A Srta. Baez, que tinha sido convidada a se apresentar em benefício de comitês de direitos humanos da Igreja Católica e de trabalhadores e do Secretariado Nacional da Não Violência, disse que a polícia federal a informou 25 minutos antes do show que ela não teria permissão de cantar.

A Srta. Baez foi até uma janela atrás do teatro e cantou duas canções para uma multidão na rua embaixo: ‘Gracias a la Vida’, em espanhol, e uma canção de protesto brasileira, ‘Cálice’, que significa escolha em português. (Epa!)

Alguns minutos depois ela entrou no auditório da Universidade Católica e, sentada junto da platéia de 1.500 pessoas, cantou ‘Imagine’, de John Lennon, e ‘Blowin’ in the Wind’, de Bob Dylan. A multidão a aplaudiu de pé, e as autoridades não fizeram qualquer movimento para intervir.”

***

O site oficial de Joan Baez traz o seguinte, sobre o ano de 1981:

“Durante uma turnê para concertos e manifestações pelos direitos humanos na América Latina, Joan é impedida de se apresentar publicamente na Argentina, Chile e Brasil. Durante sua estadia lá, é submetida a vigilância policial e ameaças de morte. A Nicarágua, no entanto, permite que ela se apresente.”

Esta informação do site é estranha, porque ela pôde, sim, cantar durante sua estada no Chile, em 1981. Em 2011, eu encontrei em Santiago um CD não oficial, Joan Baez en Chile, com a gravação do show dela no Auditório Santa Gemita, na capital chilena.

Joan Baez volume 1

No mesmo dia em que saiu essa reportagenzinha chinfrim sobre o não-show de Joan Baez no Tuca, 23 de maio de 1981, o Jornal da Tarde publicou duas páginas com o texto que escrevi sobre Bob Dylan, que estava fazendo então 40 anos. Uma tremenda coincidência – ou não. Joan e Dylan andam juntos até quando saem textos sobre eles do mesmo sujeito num jornal de São Paulo.

O texto sobre Dylan era bem melhor que a reportagem ruim sobre o não-show de Joan. Sempre fui melhor redator que repórter.

Nunca tive a oportunidade de escrever, para publicação em jornal ou revista em que trabalhei, um grande texto sobre Joan Baez. Não calhou, não coincidiu.

Quando ouvi pela primeira vez, chapado, bestificado diante de tanta beleza, agora em 2010, The Day After Tomorrow, o disco dela de 2008, vi que não tinha jeito: preciso escrever sobre Joan Baez. Tudo bem que não é para publicar em um jornal ou uma revista importante. Preciso escrever no mínimo para mim mesmo.

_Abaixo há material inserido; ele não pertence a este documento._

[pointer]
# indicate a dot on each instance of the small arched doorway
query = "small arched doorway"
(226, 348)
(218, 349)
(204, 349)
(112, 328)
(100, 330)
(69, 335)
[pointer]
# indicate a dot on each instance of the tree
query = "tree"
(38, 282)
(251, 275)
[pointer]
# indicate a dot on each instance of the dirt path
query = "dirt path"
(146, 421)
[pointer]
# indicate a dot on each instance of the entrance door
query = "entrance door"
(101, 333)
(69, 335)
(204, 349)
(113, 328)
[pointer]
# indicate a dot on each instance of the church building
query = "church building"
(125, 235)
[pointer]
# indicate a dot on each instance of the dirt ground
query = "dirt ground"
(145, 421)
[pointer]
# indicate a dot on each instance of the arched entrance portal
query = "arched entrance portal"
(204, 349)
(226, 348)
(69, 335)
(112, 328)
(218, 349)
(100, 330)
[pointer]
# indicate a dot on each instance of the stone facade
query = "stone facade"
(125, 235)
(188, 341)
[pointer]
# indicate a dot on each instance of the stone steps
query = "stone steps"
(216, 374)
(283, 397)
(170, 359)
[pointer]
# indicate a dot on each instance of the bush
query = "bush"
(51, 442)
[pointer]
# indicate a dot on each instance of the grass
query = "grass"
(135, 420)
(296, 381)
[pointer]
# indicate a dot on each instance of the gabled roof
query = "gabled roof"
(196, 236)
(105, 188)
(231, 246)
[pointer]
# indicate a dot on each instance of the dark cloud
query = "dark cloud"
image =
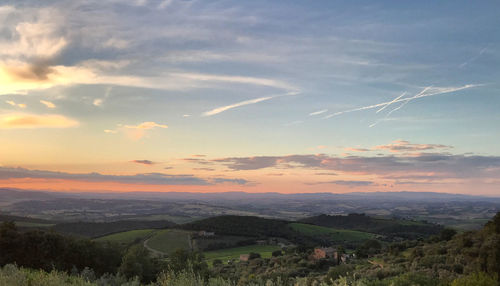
(232, 181)
(346, 183)
(445, 165)
(144, 162)
(147, 178)
(39, 70)
(405, 146)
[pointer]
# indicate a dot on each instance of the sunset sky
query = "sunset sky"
(254, 96)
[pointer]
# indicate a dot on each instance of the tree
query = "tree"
(447, 234)
(277, 253)
(137, 263)
(475, 279)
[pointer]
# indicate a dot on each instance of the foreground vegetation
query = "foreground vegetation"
(447, 258)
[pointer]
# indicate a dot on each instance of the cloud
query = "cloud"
(144, 162)
(239, 104)
(405, 146)
(13, 103)
(48, 104)
(236, 79)
(446, 165)
(136, 132)
(349, 183)
(97, 102)
(204, 169)
(428, 91)
(394, 100)
(24, 120)
(318, 112)
(147, 178)
(146, 125)
(350, 149)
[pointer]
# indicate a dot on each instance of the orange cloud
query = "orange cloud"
(23, 120)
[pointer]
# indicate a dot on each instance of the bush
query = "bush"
(475, 279)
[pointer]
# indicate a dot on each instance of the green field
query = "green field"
(127, 237)
(33, 224)
(234, 253)
(169, 240)
(334, 234)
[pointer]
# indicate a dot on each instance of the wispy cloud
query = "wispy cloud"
(385, 106)
(146, 178)
(25, 120)
(138, 131)
(474, 58)
(13, 103)
(405, 146)
(236, 79)
(143, 162)
(349, 183)
(146, 125)
(428, 91)
(48, 104)
(235, 105)
(318, 112)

Trabalhei um bom tempo no texto, e publiquei. Acho que ainda não estava pronto, que precisava ainda de muitos acertos, mas publiquei, num impulso, porque queria ele saísse logo. Acho, pelo menos, que está melhor que a reportagem chinfrim.

São Paulo, abril de 2010 (com pequeno complemento em julho de 2011.)

14 Comentários para “Joan Baez Volume 2: a ditadura põe o Brasil em seletíssima companhia”

  1. Prezado Sergio:
    Pretendo escrever alguma coisa sobre os meus anos 80. No segundo ano da Facudade de Direito da São Francisco, houve um evento “artístico-musical-qualquer-coisa” que se chamou “proe pra fora” e durou três dias. Foi sensacional e muito divertido.
    A Joan Baez foi até o nosso evento no largo São Francisco e cantou numa fria noite de maio de 1981 duas ou três músicas. Quem viveu, viu. O mais divertido foi a “corrente de segurança” feita pelos alunos para a passagem da grande cantora e defensora dos direitos humanos. Ao mesmo tempo em que havia uma tensão no ar, com a possibilidade de intervenção militar no evento, tudo aconteceu em clima de paz e alegria. Gostaria de obter alguma informação complementar sobre esta apresentação, mas, como eu disse, o mini-show só foi assistido por cerca de cento e cincoenta ou duzentas pessoas que estavam no pátio da São Francisco.

  2. Caro Antonio Celso,
    Muito obrigado pela mensagem – que tem essas informações fascinantes. Nunca soube dessa passagem da Joan Baez pelas Arcadas, e, assim, infelizmente não vou poder ajudá-lo a reconstituir os fatos.
    Mas de fato agradeço por você ter feito o comentário, que melhora bastante este meu post.
    Um abraço.
    Sérgio

  3. Meu caro Sérgio.
    A propósito dp “não show ” de Joan Baez, em 81, no TUCA, o que aconteceu fora do teatro, eu não sei. Porém, o desenrolar dentro dele se deu da seguinte forma: Joan Baez cantou, à capela, somente Imagine, de John Lennon. Blowin’ in te Wind ficou devendo. Ainda assim, ela o fez de pé e não sentada como o texto afirma.
    Digo isso, pois guardo comigo essa maravilhosa lembrança de tê-la visto e, principalmente, a ouvido cantar exatamente ao meu lado. Ela em pé, no corredor central do auditório ( do meio para trás) e eu sentado na poltrona contígua ao corredor.
    Emoção que jamais esquecerei.
    E, egoísmo ã parte, obrigado Erasmo Dias!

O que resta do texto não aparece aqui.